More and more black people and the general population are recognizing Kwanzaa as a cultural awareness holiday. Cities all around the United States are planning for celebrations and family gatherings for Kwanzaa. An annual week-long celebration that is observed from December 26 to January 1, Kwanzaa is definitely taking its place in the hearts of people of the African Diaspora. Not only is it celebrated in the United States and the Diaspora, but also in some countries in Western Africa. Kwanzaa honors the African heritage and culture.
Kwanzaa was introduced as the first African-American holiday in 1965 by Dr. Maulana Karenga. He wanted African-Americans to celebrate their own culture and history as well as African traditions. Dr. Karenga launched its roots in the movement of the 1960s, when African-Americans wanted to become more socially conscious and connected to themselves. Many people all around the country embraced Kwanzaa as a black holiday.
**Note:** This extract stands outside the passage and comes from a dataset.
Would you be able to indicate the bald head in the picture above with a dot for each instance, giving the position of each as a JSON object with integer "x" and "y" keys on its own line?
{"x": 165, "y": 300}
According to Dr. Karenga, the week-long celebration has seven major principles related to a communitarian African philosophy that include: unity, self-determination, collective work and responsibility, cooperative economics, purpose, creativity and faith. Symbols of Kwanzaa include a decorative mat with other symbols laid upon it such as corn and crops, candle holder, communal cap, gifts and a poster of all seven principles. It also includes a black, red and green flag. All of the symbols are meant to convey the seven principles of Kwanzaa and African cultural heritage traditions. Many African-Americans observe Kwanzaa as an additional celebration to Christmas and New Year.